But you know what? That isn't the part that fascinates me the most. I'm a fantasy person at heart, and what I love is that Garfinkle doesn't try to make his Greeks shed their philosophy and religion on their way to a technological future. Statues of the gods stand on the moon fragment that is Aias' ship, and before setting forth on their journey, the crew gathers to sacrifice lambs and bulls to them. Inspiration, determination, and other key psychological moments are described as a matter of a particular god or goddess temporarily touching or bestowing their mantle on one of the mortal characters. And Garfinkle doesn't cheat by making this clearly a metaphor; there's no hint, when Athena gifts Aias with wisdom, that anything's happening other than a goddess really and truly granting him favor. I haven't gotten around yet to making my post about what I thnk hard fantasy is, but this book is a perfect example of the similarity I see between it and hard SF: if anything, I'd just call this hard speculative fiction, and not worry about which side of that divide it's supposed to fall into.
I also admire Garfinkle's deft touch at multiculturalism. In addition to the mutually incomprehensible philosophies of the Delians and the Middlers, he also gives us characters who are Persians, Romans, Aethiopians, Gauls, Tibetan Buddhists, Atlanteans (can you guess where that is?), and one supremely awesome Xeroki (Cherokee) woman that is the hardest Spartan warrior you could ever aspire to be, since "Spartan," at this point, means someone trained in their elite college of war, and they'll take anybody elite enough to make it in.

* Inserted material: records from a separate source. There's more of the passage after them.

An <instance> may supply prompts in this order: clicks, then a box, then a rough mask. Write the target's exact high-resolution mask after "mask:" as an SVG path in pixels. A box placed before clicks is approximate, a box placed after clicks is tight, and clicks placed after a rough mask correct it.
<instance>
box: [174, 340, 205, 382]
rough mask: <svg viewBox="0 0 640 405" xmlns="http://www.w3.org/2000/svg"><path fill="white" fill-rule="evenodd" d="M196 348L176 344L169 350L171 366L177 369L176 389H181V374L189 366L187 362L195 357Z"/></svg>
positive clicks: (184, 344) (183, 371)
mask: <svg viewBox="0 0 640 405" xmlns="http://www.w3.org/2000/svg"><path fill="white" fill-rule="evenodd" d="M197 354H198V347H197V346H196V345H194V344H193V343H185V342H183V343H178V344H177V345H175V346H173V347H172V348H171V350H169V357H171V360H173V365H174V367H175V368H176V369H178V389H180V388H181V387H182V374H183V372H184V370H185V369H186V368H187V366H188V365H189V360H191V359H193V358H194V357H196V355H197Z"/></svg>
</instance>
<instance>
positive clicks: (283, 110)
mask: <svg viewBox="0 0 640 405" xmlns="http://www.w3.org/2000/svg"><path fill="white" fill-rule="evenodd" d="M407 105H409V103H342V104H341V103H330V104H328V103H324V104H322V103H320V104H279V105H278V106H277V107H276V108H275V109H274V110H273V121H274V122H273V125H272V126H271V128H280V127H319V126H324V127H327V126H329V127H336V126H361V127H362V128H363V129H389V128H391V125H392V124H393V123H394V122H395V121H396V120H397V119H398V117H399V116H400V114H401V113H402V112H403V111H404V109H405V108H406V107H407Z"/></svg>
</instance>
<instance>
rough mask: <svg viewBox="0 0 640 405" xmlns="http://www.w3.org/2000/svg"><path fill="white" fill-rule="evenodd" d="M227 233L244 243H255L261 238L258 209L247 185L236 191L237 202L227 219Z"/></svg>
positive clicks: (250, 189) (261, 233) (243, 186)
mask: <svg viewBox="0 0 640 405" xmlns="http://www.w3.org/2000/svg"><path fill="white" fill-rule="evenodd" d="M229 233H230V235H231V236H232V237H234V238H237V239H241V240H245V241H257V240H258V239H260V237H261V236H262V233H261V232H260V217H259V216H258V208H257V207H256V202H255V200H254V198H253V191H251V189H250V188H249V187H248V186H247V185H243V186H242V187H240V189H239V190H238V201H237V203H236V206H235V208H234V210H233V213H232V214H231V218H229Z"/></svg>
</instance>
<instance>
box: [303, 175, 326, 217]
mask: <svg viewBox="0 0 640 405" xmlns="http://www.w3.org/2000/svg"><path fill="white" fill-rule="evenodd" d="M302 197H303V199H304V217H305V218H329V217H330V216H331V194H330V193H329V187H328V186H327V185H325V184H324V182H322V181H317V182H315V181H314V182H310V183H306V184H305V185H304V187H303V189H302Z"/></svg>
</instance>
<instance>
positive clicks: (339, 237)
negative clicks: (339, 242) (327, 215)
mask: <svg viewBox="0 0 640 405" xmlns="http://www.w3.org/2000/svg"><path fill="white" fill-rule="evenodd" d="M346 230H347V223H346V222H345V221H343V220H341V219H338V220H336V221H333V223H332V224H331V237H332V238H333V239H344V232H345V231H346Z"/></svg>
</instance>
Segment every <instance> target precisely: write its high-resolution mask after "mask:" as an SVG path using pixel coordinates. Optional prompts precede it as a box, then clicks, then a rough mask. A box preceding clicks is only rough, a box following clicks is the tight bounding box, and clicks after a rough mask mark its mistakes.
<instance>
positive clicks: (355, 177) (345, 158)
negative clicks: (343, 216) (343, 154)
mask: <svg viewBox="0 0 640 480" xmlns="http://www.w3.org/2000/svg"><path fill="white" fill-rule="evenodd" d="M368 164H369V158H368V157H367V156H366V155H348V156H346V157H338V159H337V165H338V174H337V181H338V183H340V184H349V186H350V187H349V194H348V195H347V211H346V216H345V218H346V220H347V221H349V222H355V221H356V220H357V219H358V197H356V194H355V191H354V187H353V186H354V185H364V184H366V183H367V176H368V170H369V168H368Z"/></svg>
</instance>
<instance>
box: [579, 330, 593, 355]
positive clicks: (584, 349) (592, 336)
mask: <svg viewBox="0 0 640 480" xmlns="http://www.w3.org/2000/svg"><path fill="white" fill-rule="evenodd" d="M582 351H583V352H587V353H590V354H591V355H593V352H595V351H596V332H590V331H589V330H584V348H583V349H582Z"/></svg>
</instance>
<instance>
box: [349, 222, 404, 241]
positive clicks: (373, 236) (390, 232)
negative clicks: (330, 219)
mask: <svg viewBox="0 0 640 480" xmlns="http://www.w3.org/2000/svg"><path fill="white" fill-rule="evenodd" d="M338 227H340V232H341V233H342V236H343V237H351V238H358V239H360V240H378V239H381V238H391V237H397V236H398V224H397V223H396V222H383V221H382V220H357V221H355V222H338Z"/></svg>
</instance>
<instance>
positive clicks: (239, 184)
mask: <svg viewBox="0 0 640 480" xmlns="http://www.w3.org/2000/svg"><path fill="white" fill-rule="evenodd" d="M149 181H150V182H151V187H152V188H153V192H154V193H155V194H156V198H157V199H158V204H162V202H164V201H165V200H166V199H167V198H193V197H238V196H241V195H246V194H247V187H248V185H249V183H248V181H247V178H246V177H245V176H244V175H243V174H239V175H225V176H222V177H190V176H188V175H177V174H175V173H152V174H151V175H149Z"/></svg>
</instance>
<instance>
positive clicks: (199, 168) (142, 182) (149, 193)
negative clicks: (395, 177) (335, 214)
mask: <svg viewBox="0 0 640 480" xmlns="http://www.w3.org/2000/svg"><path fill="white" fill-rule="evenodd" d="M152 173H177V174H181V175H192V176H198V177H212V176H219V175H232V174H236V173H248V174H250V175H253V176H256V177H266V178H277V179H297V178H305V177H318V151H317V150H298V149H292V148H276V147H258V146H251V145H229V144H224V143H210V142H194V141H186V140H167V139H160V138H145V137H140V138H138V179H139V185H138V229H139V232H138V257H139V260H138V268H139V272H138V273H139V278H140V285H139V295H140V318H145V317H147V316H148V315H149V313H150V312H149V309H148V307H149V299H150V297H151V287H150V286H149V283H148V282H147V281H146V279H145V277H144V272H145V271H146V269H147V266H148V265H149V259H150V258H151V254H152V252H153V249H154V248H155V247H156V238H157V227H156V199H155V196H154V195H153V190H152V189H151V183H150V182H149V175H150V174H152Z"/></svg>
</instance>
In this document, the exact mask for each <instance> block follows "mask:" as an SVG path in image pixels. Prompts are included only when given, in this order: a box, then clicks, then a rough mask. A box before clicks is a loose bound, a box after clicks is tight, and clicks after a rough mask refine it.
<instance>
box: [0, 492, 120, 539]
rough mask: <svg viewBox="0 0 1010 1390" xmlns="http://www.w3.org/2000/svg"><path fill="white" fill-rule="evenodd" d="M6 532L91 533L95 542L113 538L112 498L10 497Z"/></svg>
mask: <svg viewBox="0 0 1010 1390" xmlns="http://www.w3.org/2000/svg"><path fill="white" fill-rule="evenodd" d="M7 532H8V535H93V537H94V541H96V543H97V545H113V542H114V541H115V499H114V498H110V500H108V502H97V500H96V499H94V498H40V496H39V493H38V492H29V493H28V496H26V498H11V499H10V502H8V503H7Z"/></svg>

And along the way, Garfinkle manages to put in some interesting thoughts about the relationship of science and war, the role of history in guiding the future, the meaning of Prometheus' story, and that classically Greek flaw known as hubris. Small wonder this thing won an award for Best First Novel. (Oh yeah -- the bugger was brand new when he did this, too.) Like I said: full of awesome.